Desde el primer minuto, nada fluye con libertad. No queda claro si se debe a que ya hemos visto mil veces lo que se nos muestra, o a las maneras tan efectistas y mediocres con que se hace.
A estas alturas, ya puede considerarse que el conflicto de Irlanda del Norte ha propiciado algo similar a un género cinematográfico, forjado por John Ford, Carol Reed, Neil Jordan, Ken Loach, Jim Sheridan y John Boorman entre otros muchos realizadores. Y los resabios argumentales y formales asociados a ese género han ido ganando poco a poco la batalla a las inquietudes sociopolíticas, incluso cuando éstas parezcan ser la principal preocupación de quienes acometen la ficción correspondiente.
Insistamos en la idea de que, habiendo pasado más de un siglo desde que se inventó el cine, nada de interés puede aportarse sobre ningún tema si antes no se ha hecho un esfuerzo por deconstruir las numerosas miradas previas sobre él. Una historia novedosa, un hecho real desconocido para el gran público, dejarán de serlo en cuanto empiecen a cocinarse de acuerdo con recetas archimanidas. Que, para colmo, al estar confeccionadas con ingredientes distintos a aquellos que dieron lugar a los modelos, suelen diferir en las proporciones y los tiempos de cocción, y dejan un mal sabor de boca.

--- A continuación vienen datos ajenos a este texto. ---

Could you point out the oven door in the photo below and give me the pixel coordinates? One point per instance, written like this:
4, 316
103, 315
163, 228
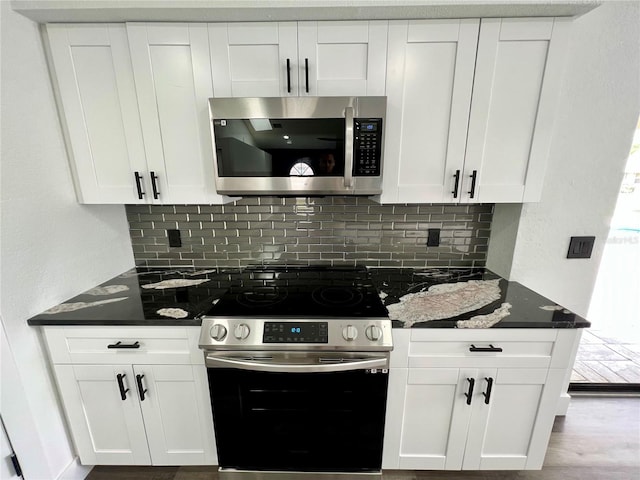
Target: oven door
299, 411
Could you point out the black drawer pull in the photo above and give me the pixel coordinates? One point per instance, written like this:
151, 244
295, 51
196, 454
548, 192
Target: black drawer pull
473, 176
469, 393
141, 389
490, 348
123, 392
138, 178
124, 345
456, 184
487, 394
288, 76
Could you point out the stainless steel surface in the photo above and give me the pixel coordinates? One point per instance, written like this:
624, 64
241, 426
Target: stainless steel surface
231, 474
336, 340
298, 107
348, 148
297, 362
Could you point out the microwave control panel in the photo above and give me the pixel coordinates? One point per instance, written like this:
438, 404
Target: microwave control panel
367, 146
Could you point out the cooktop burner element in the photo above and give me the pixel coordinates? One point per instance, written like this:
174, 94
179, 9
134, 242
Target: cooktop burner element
306, 292
300, 309
261, 297
337, 296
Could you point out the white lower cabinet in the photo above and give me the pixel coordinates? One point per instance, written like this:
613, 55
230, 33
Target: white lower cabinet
134, 413
474, 410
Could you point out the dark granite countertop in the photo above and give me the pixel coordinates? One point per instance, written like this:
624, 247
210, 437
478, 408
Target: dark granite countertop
147, 297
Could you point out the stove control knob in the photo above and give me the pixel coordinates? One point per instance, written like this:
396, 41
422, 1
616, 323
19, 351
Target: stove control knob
218, 332
373, 333
349, 333
241, 331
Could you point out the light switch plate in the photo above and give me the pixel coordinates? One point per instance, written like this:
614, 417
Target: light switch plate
580, 247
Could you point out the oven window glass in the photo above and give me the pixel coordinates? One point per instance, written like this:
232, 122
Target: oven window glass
299, 421
280, 147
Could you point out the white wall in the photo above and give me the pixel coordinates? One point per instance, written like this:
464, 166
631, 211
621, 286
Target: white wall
597, 114
52, 248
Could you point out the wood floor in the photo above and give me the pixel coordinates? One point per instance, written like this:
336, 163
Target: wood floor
605, 357
599, 439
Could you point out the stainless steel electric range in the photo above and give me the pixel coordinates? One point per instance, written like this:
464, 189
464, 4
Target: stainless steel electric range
298, 370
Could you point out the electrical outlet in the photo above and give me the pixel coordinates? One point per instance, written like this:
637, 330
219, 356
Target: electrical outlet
174, 238
433, 237
580, 247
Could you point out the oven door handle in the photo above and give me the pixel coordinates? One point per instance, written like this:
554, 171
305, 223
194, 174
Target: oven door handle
268, 365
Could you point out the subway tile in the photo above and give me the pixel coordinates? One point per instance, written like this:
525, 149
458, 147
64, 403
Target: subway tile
186, 209
335, 231
456, 209
196, 217
430, 209
209, 209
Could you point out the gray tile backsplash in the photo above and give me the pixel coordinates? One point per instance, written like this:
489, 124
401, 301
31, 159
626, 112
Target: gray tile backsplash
337, 231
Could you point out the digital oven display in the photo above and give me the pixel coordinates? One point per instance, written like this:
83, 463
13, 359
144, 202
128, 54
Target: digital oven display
295, 332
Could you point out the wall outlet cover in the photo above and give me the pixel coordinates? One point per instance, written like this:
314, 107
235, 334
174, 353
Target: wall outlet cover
433, 237
580, 247
174, 238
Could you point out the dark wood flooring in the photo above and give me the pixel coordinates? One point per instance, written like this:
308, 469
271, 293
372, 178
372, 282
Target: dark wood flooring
599, 439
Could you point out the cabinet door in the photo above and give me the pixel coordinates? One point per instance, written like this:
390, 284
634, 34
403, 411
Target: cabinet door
342, 58
510, 429
92, 71
436, 417
106, 429
517, 81
429, 80
257, 59
172, 71
177, 414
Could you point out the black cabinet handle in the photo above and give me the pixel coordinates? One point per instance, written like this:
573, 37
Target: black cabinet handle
288, 76
456, 184
141, 389
487, 394
473, 183
469, 393
124, 345
123, 392
306, 73
490, 348
156, 193
139, 185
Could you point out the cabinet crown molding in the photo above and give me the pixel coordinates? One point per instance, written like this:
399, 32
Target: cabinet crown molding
44, 11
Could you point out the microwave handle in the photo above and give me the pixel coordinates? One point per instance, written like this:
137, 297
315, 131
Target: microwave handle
348, 148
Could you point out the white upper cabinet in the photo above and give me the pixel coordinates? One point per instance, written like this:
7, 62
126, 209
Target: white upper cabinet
429, 81
254, 59
515, 91
172, 71
298, 58
471, 122
91, 67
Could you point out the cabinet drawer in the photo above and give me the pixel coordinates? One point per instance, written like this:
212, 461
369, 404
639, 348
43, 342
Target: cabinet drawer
481, 348
124, 345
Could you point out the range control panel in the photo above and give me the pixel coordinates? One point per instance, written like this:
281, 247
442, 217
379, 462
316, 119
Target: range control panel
367, 146
292, 332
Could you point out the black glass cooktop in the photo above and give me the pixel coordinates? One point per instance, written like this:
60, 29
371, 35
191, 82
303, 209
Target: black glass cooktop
289, 292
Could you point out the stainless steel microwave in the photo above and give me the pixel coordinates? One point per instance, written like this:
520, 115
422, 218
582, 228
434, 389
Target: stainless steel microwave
299, 146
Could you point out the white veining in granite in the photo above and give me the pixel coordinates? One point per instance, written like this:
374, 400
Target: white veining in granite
173, 312
486, 321
107, 290
70, 307
444, 301
175, 283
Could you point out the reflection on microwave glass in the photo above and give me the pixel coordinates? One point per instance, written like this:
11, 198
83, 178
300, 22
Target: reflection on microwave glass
280, 147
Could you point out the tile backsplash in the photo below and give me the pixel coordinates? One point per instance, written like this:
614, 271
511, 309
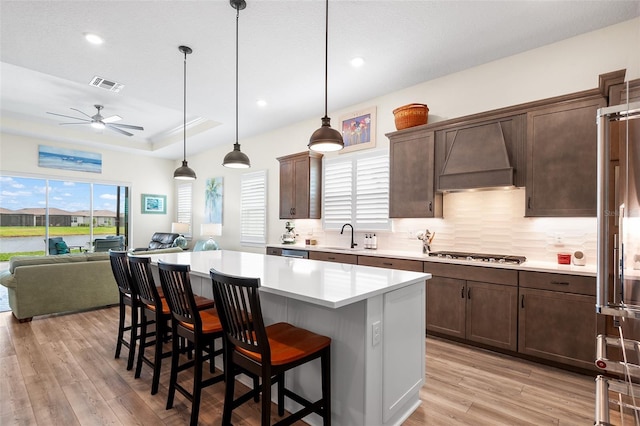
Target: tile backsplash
481, 221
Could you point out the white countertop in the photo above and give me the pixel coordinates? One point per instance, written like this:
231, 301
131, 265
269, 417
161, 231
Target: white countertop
322, 283
535, 266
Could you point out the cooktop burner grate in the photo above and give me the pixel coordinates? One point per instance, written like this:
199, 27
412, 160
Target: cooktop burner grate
481, 257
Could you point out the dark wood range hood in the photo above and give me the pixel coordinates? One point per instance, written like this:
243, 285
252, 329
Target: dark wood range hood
479, 155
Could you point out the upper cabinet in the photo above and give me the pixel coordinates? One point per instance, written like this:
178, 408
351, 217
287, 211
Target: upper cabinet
562, 158
300, 185
411, 182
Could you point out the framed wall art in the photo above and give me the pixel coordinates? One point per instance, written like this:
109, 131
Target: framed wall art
359, 130
154, 204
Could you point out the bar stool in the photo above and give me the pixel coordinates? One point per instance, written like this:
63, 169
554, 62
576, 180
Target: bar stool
266, 351
128, 297
199, 328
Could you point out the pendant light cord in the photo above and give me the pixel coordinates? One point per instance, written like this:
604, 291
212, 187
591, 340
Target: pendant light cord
184, 109
326, 57
237, 20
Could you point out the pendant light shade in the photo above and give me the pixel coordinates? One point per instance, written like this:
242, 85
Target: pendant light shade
326, 139
184, 172
236, 159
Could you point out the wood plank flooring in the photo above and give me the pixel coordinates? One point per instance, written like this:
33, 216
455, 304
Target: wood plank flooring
60, 370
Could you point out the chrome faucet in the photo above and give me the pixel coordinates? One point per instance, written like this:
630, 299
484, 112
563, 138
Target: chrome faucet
342, 231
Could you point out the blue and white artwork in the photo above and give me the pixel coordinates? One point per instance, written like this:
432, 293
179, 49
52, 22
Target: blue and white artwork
69, 159
213, 200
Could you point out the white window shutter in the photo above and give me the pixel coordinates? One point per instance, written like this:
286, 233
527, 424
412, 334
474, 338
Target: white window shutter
253, 208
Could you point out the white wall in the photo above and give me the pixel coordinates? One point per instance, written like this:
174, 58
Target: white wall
557, 69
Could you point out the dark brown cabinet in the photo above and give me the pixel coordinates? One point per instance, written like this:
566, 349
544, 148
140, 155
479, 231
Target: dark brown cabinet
300, 185
411, 175
557, 318
561, 158
473, 303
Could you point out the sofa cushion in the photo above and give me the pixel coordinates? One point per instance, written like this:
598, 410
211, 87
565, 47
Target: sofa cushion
17, 261
62, 248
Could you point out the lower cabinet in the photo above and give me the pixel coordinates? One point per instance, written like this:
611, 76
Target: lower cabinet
558, 320
473, 303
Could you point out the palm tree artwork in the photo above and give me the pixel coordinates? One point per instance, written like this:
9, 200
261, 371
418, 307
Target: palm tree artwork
213, 200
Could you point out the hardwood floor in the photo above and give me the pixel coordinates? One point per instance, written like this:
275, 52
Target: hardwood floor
60, 370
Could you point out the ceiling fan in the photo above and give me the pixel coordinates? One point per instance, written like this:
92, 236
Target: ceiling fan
97, 121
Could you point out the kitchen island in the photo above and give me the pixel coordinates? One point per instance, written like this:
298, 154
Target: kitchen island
374, 316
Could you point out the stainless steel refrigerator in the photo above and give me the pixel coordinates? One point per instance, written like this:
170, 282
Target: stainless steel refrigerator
618, 273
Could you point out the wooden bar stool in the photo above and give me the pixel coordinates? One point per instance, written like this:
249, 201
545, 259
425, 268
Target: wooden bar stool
266, 351
128, 297
200, 328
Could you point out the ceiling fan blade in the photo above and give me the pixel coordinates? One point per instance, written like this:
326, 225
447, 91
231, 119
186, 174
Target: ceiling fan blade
76, 109
111, 119
114, 128
68, 116
128, 126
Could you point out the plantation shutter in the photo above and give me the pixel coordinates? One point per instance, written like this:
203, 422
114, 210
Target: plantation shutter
356, 191
185, 205
253, 208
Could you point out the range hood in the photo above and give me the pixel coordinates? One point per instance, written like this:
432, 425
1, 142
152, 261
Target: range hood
479, 156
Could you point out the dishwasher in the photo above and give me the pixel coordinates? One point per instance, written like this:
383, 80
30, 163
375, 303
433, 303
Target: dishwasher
299, 254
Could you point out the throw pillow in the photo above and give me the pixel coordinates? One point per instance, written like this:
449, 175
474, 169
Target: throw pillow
62, 247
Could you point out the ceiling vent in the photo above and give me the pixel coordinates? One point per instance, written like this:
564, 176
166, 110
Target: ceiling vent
111, 86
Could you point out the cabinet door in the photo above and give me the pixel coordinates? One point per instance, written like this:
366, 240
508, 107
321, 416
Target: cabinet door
561, 159
411, 178
445, 303
558, 326
492, 314
287, 182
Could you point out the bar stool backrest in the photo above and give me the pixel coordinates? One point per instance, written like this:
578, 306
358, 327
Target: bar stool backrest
176, 286
238, 303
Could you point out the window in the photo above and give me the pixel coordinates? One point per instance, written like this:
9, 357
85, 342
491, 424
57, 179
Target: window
185, 206
356, 191
253, 208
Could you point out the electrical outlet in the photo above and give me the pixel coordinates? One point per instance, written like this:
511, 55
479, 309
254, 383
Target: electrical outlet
376, 333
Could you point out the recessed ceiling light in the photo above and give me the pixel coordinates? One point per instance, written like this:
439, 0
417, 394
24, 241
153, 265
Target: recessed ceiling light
357, 62
93, 38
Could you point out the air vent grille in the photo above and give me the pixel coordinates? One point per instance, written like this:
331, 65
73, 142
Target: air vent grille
111, 86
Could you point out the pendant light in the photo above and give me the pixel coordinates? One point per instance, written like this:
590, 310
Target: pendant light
184, 172
236, 159
326, 139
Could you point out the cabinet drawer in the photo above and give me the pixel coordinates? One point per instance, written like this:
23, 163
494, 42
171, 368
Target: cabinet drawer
334, 257
274, 251
576, 284
473, 273
390, 263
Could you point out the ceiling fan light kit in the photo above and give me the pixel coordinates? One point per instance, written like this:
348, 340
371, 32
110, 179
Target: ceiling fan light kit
236, 159
98, 122
184, 172
326, 139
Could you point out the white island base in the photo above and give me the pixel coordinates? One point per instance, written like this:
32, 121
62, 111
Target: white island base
378, 341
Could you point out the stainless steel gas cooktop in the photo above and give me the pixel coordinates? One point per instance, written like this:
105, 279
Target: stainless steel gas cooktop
494, 258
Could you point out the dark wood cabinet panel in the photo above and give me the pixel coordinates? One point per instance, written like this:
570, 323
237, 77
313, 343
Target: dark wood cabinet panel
558, 326
445, 313
492, 314
561, 158
300, 186
334, 257
391, 263
411, 179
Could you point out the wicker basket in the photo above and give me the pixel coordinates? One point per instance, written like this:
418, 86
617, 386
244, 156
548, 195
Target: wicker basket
411, 115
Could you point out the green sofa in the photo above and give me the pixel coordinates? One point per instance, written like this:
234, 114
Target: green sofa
41, 285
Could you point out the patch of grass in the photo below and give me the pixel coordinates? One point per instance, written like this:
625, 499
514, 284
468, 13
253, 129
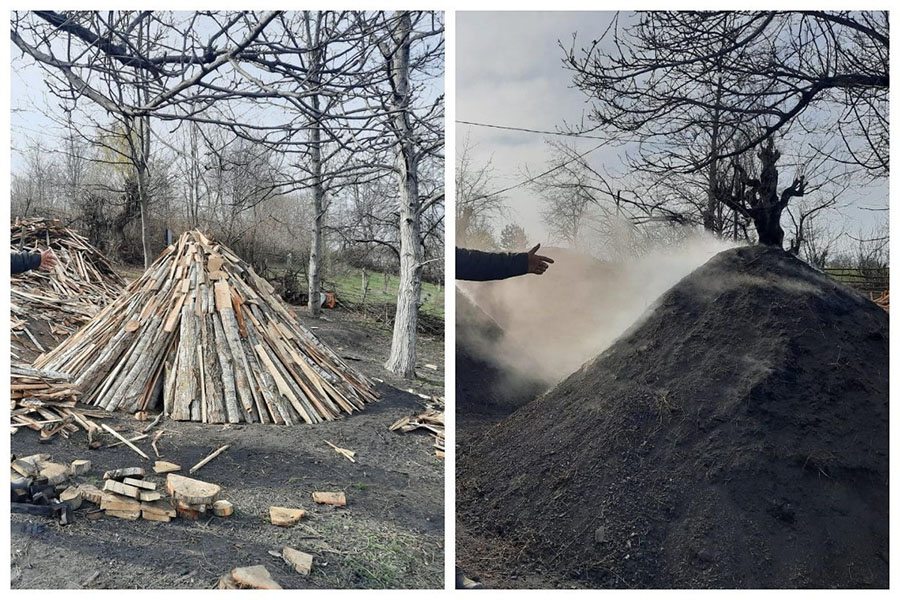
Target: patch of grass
349, 284
382, 557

Si el lector es despierto y ha sabido desentrañar la prosa alambicada del crítico, ya habrá adivinado que 50 hombres muertos es una mediocridad, una película que nunca se zafa de la sombra que proyectan sobre ella El delator, En el nombre del padre, The boxer, The General y El viento que agita la cebada. Basada en las memorias autobiográficas de Martin McGartland, relata la odisea de un tipo que acepta ayudar a la erradicación de un grupo terrorista por dinero y por lavar la conciencia, y que acaba descubriendo cuán estéril es involucrarse en batallas sobre cuyas estrategias no tenemos ningún control, y de las que se sale (si es que se sale) “ni agradecido ni pagado”, aun habiendo salvado vidas humanas.
Como en El Lobo y la reciente Cuestión de Honor, no hay en esta realización de la canadiense Kari Scogland más que infinitos tópicos sobre los infiltrados, el choque entre la lealtad a los principios o los individuos, la fina línea que separa el deber de la traición… Desde el primer minuto, nada fluye con libertad, y no nos queda muy claro si se debe a que ya hemos visto mil veces lo que se nos muestra (atención a la bochornosa historia de amor), o a que Scogland lo hace con maneras tan efectistas como mediocres.
No resultan convincentes ni las interpretaciones de Jim Sturgess (McGartland) y Ben Kingsley (en la piel de su contacto en la policía), ni la relación entre sus personajes. La acción adolece de incontables arritmias, y no sabe armonizar en ningún momento un costumbrismo cómplice con las explosiones de violencia. Y la superficialidad ideológica recorre el metraje de principio a fin, sospechamos que para no herir susceptibilidades.
Una vez más, hemos caído en la trampa de prestar atención a una película por el asunto que abordaba y ciertos nombres implicados en su producción, para concluir que habríamos salido ganando de escoger en la cartelera otro título más honesto y coherente en su banalidad.